Text, PDF, Word and Excel files are parsed entirely in your browser and are not transmitted to anyone. Images, audio and video are different: to extract their text, the original file is sent from your browser directly to OpenAI (Vision for images, Whisper for audio and video) using your own OpenAI API key, before redaction is applied. Only the returned text is then redacted. Do not drop an image, audio or video file you are not willing to send to OpenAI in its original, un-redacted form. This happens regardless of which provider you selected for chat.
The redacted version of your text prompts is sent directly from your browser to whichever AI provider you select in Settings (Anthropic, OpenAI, or Google) when you have set your own key, using your own API key for that provider. We are not party to that transmission; the relevant provider's own privacy policy governs it.
In free starter mode (until you connect your own key), the redacted text is relayed by our server to Anthropic on our pooled key as described in "What we do" above. Anthropic's privacy policy governs Anthropic's handling of the redacted text; the relay itself sees only the same redacted text, no real names or numbers, and retains no content.
Fonts are loaded from fonts.googleapis.com and fonts.gstatic.com; Google's privacy policy applies to those requests. We load no analytics, tracking, or advertising; our Content-Security-Policy actively blocks the analytics beacon Cloudflare would otherwise inject at the edge.
Files you explicitly export as an encrypted vault, and documents you share via the encrypted /decrypt link feature, are protected with PBKDF2-HMAC-SHA256 (600,000 iterations) deriving an AES-256-GCM key plus an HMAC-SHA256 integrity key. Your everyday in-browser data — settings (including your API key and Secure Document Share passphrase) and your redaction library — is stored unencrypted in localStorage, as is standard for a bring-your-own-key browser tool.
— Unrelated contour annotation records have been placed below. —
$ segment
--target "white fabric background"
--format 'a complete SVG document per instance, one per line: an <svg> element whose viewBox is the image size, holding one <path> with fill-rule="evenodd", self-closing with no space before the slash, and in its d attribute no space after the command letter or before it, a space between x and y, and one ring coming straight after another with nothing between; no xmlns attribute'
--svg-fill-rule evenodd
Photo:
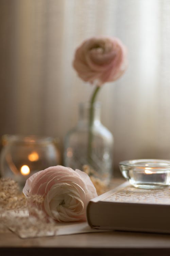
<svg viewBox="0 0 170 256"><path fill-rule="evenodd" d="M72 67L76 47L99 35L118 37L129 68L104 85L101 120L121 160L170 159L170 1L0 0L0 135L63 139L78 104L93 90Z"/></svg>

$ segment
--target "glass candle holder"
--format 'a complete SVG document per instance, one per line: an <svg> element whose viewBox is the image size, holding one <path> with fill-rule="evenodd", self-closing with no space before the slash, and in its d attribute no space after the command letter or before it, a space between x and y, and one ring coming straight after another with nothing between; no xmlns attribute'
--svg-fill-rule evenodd
<svg viewBox="0 0 170 256"><path fill-rule="evenodd" d="M160 188L170 185L170 160L129 160L119 166L123 177L135 187Z"/></svg>
<svg viewBox="0 0 170 256"><path fill-rule="evenodd" d="M27 179L35 173L60 163L56 139L5 134L2 142L0 176L17 182L21 189Z"/></svg>

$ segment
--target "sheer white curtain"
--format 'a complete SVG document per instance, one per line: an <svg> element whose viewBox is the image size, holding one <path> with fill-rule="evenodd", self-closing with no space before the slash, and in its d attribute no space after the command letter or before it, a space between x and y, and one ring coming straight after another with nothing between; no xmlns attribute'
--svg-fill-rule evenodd
<svg viewBox="0 0 170 256"><path fill-rule="evenodd" d="M72 67L76 47L118 37L129 68L104 85L101 120L121 160L170 158L170 2L168 0L1 0L0 135L58 137L76 124L92 87Z"/></svg>

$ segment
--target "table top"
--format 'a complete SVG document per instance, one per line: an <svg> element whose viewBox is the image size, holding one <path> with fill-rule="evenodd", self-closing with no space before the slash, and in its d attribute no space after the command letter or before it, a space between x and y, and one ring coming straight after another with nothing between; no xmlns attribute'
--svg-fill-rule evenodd
<svg viewBox="0 0 170 256"><path fill-rule="evenodd" d="M169 256L170 234L113 231L22 239L0 225L1 256L36 253L41 256Z"/></svg>
<svg viewBox="0 0 170 256"><path fill-rule="evenodd" d="M0 233L0 254L170 255L170 234L109 231L22 239L7 230Z"/></svg>

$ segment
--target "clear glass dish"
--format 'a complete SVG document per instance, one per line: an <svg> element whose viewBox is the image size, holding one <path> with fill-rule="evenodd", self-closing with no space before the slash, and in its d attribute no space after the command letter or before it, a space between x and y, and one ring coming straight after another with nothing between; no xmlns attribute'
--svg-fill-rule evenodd
<svg viewBox="0 0 170 256"><path fill-rule="evenodd" d="M129 160L120 162L119 166L123 177L135 187L160 188L170 185L170 160Z"/></svg>

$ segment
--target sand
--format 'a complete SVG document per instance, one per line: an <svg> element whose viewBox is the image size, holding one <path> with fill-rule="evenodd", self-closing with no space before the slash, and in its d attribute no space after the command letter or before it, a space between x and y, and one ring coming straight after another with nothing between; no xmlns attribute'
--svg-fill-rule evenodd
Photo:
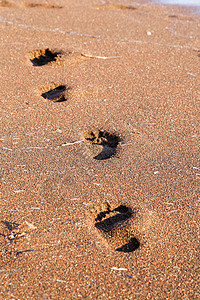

Protect it with device security and clear it on shared machines.
We set no cookies. Cloudflare may set the __cf_bm cookie for bot-management purposes; you can read about that on Cloudflare's privacy page.
GDPR, CCPA, and the Australian Privacy Act 1988 all grant rights to inspect, correct, port, or delete personal data held about you. Because we do not collect personal data on our server (your prompts never reach us), there is nothing for us to provide, correct, or delete on your behalf. For data held by your chosen AI provider, contact that provider directly.
Responsible disclosure: security@xfactorai.com. See also /.well-known/security.txt.
123chat.ai is operated by XFactorAI Inc, a company incorporated in the Republic of Vanuatu ("XFactorAI", "we", "us"). Contact: info@xfactorai.com · security disclosures: security@xfactorai.com.
These terms and this privacy policy, and any non-contractual obligations arising out of or in connection with them, are governed by the laws of the Republic of Vanuatu, and the courts of Vanuatu have non-exclusive jurisdiction. Nothing in this clause limits any rights you have under the mandatory consumer-protection or data-privacy laws of your own country of residence that cannot be excluded by agreement — for example, for Australian users, the Australian Consumer Law and the Privacy Act 1988 (Cth); for users in the EU/UK, applicable data-protection law.